Hackers behind MGM, Caesars cyber attacks reportedly targeted three more companies

Hackers who recently infiltrated the systems of major casino operators MGM Resorts International and Caesars Entertainment have reportedly also breached the security of three additional companies in the manufacturing, retail, and technology sectors.

David Bradbury, Chief Security Officer of identity management firm Okta, revealed that five of the company’s clients, including MGM and Caesars, have fallen victim to hacking groups identified as ALPHV and Scattered Spider since August, Reuters reported.

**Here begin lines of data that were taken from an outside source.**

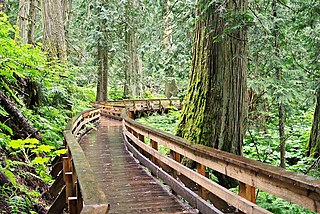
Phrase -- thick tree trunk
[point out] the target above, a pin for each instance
(170, 86)
(215, 109)
(22, 20)
(102, 85)
(26, 20)
(32, 21)
(314, 140)
(22, 128)
(133, 70)
(54, 42)
(278, 77)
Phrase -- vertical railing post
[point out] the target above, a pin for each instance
(154, 145)
(201, 169)
(79, 196)
(72, 204)
(248, 192)
(177, 157)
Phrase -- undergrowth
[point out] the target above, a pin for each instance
(262, 146)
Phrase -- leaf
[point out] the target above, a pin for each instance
(6, 128)
(10, 175)
(45, 148)
(32, 141)
(17, 144)
(40, 160)
(60, 152)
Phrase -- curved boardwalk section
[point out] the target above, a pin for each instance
(127, 185)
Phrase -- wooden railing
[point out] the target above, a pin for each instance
(79, 187)
(251, 175)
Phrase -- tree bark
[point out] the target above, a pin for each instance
(133, 71)
(314, 140)
(22, 20)
(102, 86)
(32, 21)
(23, 129)
(278, 77)
(54, 42)
(170, 86)
(215, 109)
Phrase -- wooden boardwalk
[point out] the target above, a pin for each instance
(127, 185)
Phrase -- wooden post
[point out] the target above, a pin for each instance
(79, 196)
(72, 204)
(201, 169)
(69, 185)
(177, 157)
(248, 192)
(66, 167)
(154, 145)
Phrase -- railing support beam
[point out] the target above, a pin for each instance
(248, 192)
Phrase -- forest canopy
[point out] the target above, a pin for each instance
(257, 60)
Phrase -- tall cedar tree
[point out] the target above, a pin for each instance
(215, 109)
(314, 141)
(102, 55)
(54, 42)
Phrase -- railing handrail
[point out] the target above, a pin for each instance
(259, 167)
(92, 196)
(297, 188)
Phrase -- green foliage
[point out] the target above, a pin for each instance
(165, 122)
(263, 147)
(26, 161)
(278, 205)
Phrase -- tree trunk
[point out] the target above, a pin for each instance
(278, 77)
(66, 11)
(133, 71)
(314, 140)
(54, 42)
(22, 128)
(170, 87)
(22, 20)
(215, 109)
(32, 21)
(102, 85)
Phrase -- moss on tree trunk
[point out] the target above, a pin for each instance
(215, 107)
(314, 141)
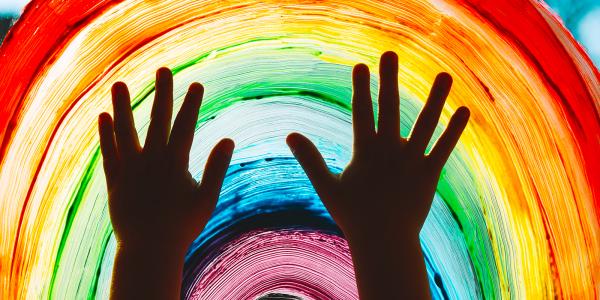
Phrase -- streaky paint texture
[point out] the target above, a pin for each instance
(517, 208)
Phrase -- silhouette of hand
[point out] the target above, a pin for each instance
(389, 184)
(153, 198)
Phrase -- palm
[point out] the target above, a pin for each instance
(389, 182)
(152, 195)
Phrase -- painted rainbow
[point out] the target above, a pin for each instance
(516, 214)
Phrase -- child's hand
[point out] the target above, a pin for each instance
(383, 196)
(153, 199)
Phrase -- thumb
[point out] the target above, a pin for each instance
(313, 164)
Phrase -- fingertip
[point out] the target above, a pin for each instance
(464, 112)
(119, 87)
(163, 72)
(444, 78)
(361, 69)
(104, 118)
(389, 57)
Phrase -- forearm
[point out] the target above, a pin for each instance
(147, 273)
(386, 265)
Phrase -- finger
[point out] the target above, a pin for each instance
(430, 115)
(313, 164)
(126, 135)
(446, 143)
(182, 136)
(362, 107)
(162, 109)
(216, 169)
(108, 145)
(389, 99)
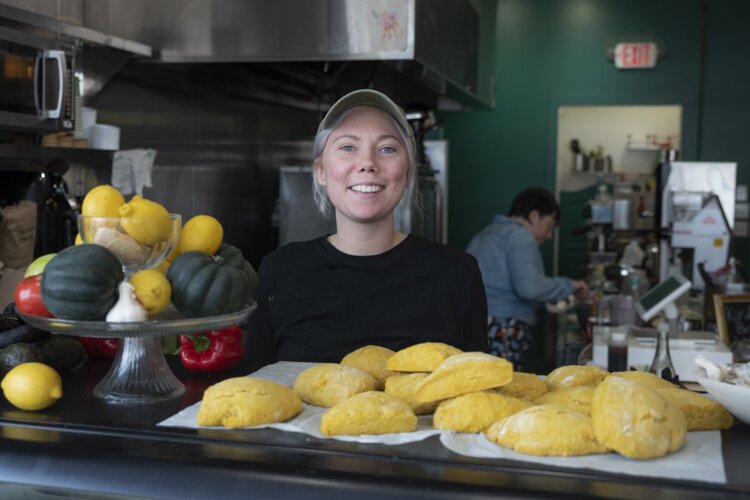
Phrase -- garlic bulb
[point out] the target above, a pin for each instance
(127, 309)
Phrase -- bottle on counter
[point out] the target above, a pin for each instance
(617, 351)
(662, 364)
(600, 307)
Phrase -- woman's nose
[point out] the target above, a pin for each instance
(366, 163)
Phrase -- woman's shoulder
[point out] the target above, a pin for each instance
(439, 251)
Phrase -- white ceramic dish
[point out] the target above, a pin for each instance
(735, 398)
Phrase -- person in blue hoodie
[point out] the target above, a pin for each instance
(512, 269)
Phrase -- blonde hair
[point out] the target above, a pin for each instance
(320, 195)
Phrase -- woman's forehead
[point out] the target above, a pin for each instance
(368, 117)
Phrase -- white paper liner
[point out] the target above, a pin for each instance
(700, 459)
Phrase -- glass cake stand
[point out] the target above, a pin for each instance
(139, 372)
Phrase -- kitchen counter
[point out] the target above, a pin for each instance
(84, 448)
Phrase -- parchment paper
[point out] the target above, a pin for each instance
(699, 460)
(308, 421)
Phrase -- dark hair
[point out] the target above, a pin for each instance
(537, 199)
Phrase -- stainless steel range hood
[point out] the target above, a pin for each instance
(431, 43)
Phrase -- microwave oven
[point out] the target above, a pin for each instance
(37, 83)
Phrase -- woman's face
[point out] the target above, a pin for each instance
(541, 226)
(364, 166)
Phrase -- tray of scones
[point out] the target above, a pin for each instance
(434, 388)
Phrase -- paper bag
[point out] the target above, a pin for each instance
(18, 234)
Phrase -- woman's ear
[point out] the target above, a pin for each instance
(534, 216)
(320, 175)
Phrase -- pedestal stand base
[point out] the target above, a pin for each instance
(139, 374)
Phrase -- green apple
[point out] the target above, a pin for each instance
(37, 266)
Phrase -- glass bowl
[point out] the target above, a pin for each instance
(139, 242)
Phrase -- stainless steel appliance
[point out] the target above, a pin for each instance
(37, 82)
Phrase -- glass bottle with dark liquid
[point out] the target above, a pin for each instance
(617, 352)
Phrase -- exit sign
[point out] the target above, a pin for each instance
(635, 55)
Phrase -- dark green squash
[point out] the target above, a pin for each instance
(81, 282)
(205, 285)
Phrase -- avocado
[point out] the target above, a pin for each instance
(19, 353)
(61, 352)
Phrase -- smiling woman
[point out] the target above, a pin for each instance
(366, 284)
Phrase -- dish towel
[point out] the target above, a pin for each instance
(131, 170)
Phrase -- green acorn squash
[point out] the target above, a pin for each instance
(205, 285)
(81, 282)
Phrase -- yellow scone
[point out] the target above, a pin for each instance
(404, 386)
(328, 384)
(573, 375)
(635, 420)
(702, 413)
(476, 411)
(524, 385)
(372, 359)
(424, 357)
(371, 412)
(547, 430)
(577, 398)
(648, 379)
(464, 373)
(247, 401)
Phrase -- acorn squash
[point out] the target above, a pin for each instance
(81, 282)
(205, 285)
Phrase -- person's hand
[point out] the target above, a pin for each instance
(580, 290)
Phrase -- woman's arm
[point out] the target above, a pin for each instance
(475, 316)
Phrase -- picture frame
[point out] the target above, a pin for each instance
(732, 317)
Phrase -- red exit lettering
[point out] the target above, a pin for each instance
(635, 55)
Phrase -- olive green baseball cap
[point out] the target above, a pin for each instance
(371, 98)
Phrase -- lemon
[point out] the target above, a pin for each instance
(152, 290)
(32, 386)
(202, 233)
(175, 252)
(162, 267)
(145, 220)
(102, 201)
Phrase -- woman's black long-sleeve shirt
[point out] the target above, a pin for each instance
(317, 304)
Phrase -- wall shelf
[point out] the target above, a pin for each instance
(642, 146)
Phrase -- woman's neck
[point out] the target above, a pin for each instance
(522, 220)
(365, 239)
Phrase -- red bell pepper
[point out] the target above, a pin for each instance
(213, 351)
(100, 348)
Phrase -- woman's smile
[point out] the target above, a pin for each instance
(364, 167)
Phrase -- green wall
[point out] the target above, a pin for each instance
(550, 53)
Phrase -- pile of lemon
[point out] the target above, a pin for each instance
(148, 223)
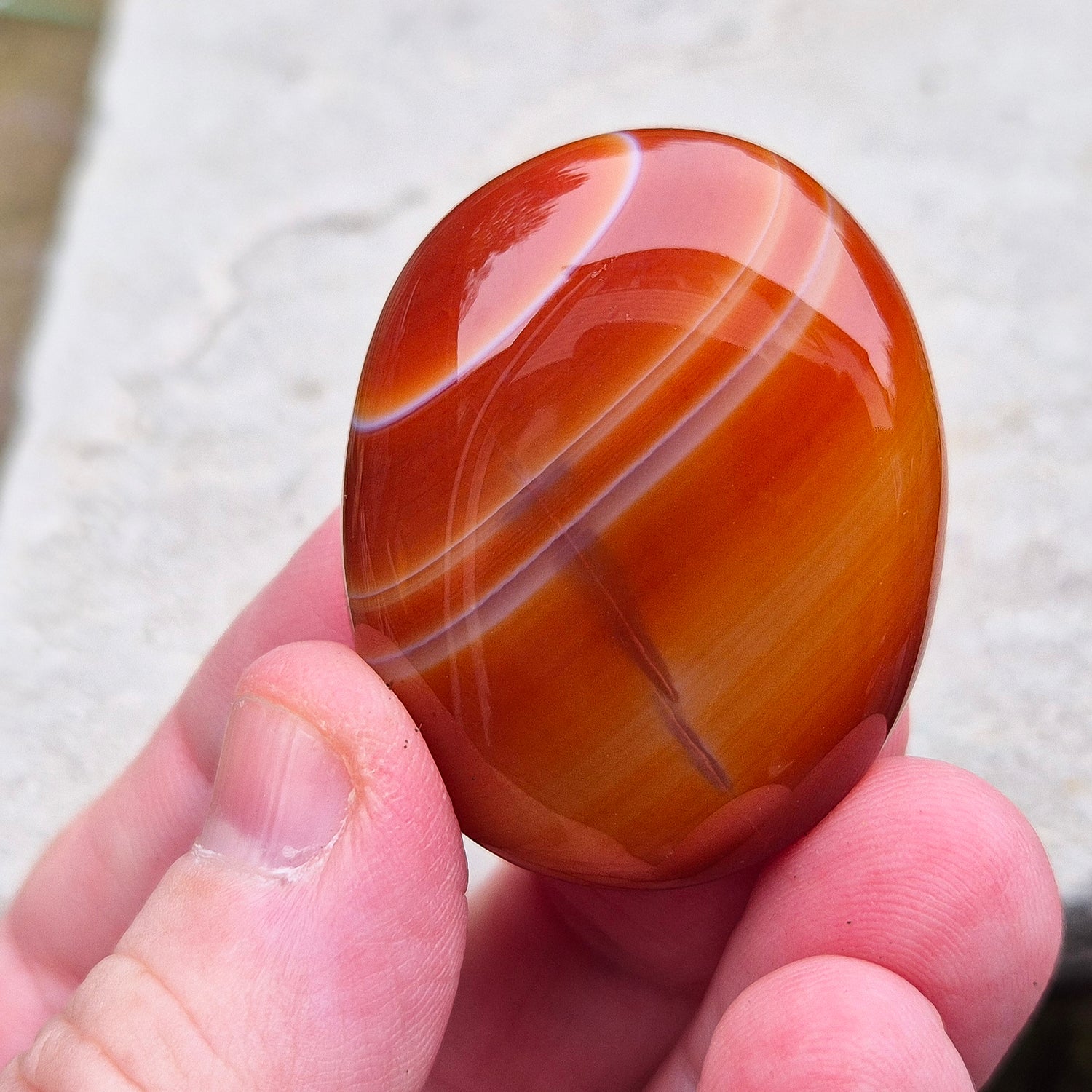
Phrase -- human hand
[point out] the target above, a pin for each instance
(902, 943)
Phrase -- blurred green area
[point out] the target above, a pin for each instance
(80, 13)
(46, 48)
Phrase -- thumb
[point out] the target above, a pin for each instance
(312, 937)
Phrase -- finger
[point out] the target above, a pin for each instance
(923, 869)
(578, 987)
(89, 886)
(314, 936)
(830, 1024)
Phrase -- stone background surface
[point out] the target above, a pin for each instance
(256, 174)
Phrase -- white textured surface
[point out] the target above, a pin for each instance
(253, 178)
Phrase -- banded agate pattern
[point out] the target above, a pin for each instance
(644, 506)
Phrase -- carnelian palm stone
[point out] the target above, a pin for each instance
(644, 506)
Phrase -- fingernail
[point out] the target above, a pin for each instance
(281, 795)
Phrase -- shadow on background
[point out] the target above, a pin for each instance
(46, 47)
(46, 50)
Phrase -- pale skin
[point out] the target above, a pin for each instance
(901, 945)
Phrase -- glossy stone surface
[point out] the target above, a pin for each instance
(644, 506)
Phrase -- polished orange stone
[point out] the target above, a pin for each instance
(644, 506)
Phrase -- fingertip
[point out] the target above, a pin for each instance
(827, 1024)
(930, 871)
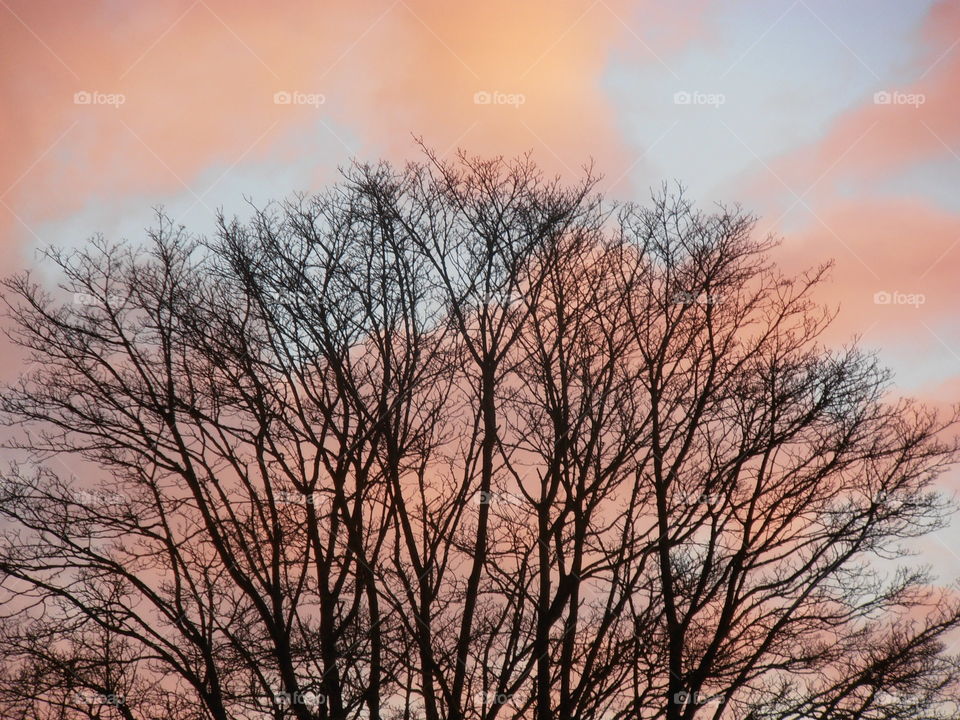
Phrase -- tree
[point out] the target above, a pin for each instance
(458, 441)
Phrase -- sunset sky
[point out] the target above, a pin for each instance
(837, 123)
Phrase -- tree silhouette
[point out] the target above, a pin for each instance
(458, 441)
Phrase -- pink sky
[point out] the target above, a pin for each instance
(773, 104)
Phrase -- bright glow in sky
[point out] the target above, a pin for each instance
(838, 124)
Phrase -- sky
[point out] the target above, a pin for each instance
(836, 123)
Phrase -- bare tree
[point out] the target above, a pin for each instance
(459, 441)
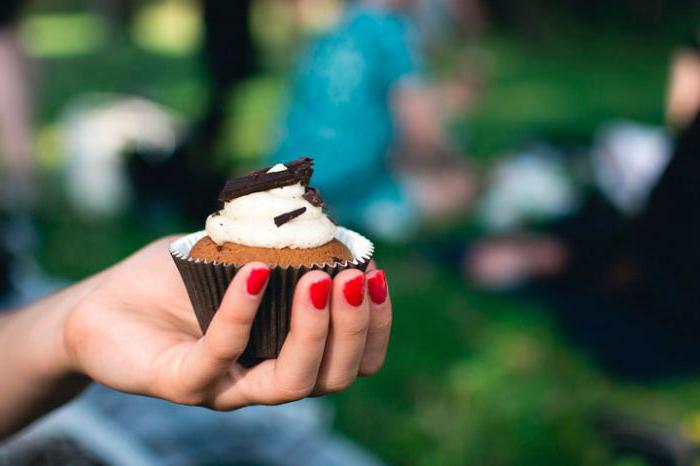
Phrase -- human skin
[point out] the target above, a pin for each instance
(132, 328)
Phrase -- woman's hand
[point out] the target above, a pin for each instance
(135, 331)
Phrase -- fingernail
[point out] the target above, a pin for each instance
(377, 287)
(319, 292)
(354, 290)
(256, 280)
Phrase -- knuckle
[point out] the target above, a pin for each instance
(288, 394)
(191, 398)
(314, 335)
(338, 385)
(356, 329)
(371, 367)
(382, 324)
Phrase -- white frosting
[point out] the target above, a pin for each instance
(249, 220)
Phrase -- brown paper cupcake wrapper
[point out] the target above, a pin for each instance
(206, 283)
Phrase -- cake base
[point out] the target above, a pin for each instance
(238, 254)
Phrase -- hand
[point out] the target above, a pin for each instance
(136, 332)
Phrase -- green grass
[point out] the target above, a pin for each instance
(470, 378)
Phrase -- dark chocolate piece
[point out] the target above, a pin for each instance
(313, 197)
(284, 218)
(298, 171)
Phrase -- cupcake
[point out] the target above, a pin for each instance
(272, 216)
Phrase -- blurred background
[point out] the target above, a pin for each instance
(526, 169)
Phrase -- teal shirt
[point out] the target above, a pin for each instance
(340, 112)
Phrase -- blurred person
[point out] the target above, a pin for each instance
(16, 144)
(360, 97)
(17, 165)
(230, 57)
(622, 272)
(132, 328)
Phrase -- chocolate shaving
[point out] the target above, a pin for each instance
(313, 197)
(298, 171)
(284, 218)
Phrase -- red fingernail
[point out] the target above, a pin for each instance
(319, 292)
(377, 287)
(354, 290)
(256, 280)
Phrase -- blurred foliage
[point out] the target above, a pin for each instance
(470, 378)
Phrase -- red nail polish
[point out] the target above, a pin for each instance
(354, 290)
(377, 287)
(319, 292)
(256, 280)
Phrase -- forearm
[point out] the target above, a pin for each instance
(35, 368)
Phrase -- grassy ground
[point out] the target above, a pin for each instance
(471, 378)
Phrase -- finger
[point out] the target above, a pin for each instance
(346, 341)
(229, 331)
(296, 368)
(371, 266)
(379, 323)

While the names of the other affected companies were not disclosed, Bradbury confirmed that Okta is actively cooperating with official investigations into these security breaches.

Okta, headquartered in San Francisco and boasting over 17,000 global customers, specializes in providing identity services such as multi-factor authentication to enhance the secure access of users to online applications and websites.

Last month, the company issued an alert in response to multiple breaches detected among its clients, which, Bradbury noted, exhibited a consistent pattern of attacks involving hackers impersonating a victim company’s employees and persuading their IT helpdesk to provide duplicate access, the report said.

“We saw this happened in such a small period of time and we thought we should be coming forward to the industry at large and explaining what’s happening here. We’ve seen consistently over the past six to 12 months, a ramp up in these types of attacks,” Bradbury was quoted as saying in the Reuters report.

ALPHV, a financially motivated hacking group, claimed responsibility for the MGM breach in a recent post on its website and issued a warning to MGM, hinting at further attacks unless certain conditions were met. The specific ransom demanded by ALPHV remains undisclosed.

The incident caused significant disruption across MGM’s casinos in the United States, impacting the company’s websites, reservation system, and certain slot machines. The FBI is currently investigating the incident. 

Caesars Entertainment officially confirmed that it suffered a data breach that may have resulted in the exposure of sensitive information, including data from its loyalty program database. The Wall Street Journal reported that the company paid approximately half of a $30 million ransom demanded by the hackers

Bradbury disclosed that the hacking group had successfully infiltrated MGM’s systems and gained access to its Okta client, thereby expanding its reach to additional credentials within Okta’s identity management platform.

In the case of the recent hacks, Bradbury pointed out that Scattered Spider appeared to have collaborated with ALPHV, as supported by research conducted by security analysts who had been monitoring both hacking groups. He characterized this collaboration as akin to a business partnership or affiliation.

The group claimed responsibility on Thursday and said it took six terabytes of data from the systems of MGM and Caesars as both companies probed the breaches. Speaking to Reuters via the messaging platform Telegram, a representative for the group said it did not plan to make the data public.

Google’s Mandiant Intelligence recently identified Scattered Spider, also known as UNC3944, as one of the most disruptive hacking entities in the United States. Bradbury noted that Mandiant’s description of the group’s tactics closely aligned with Okta’s observations of the recent security breaches.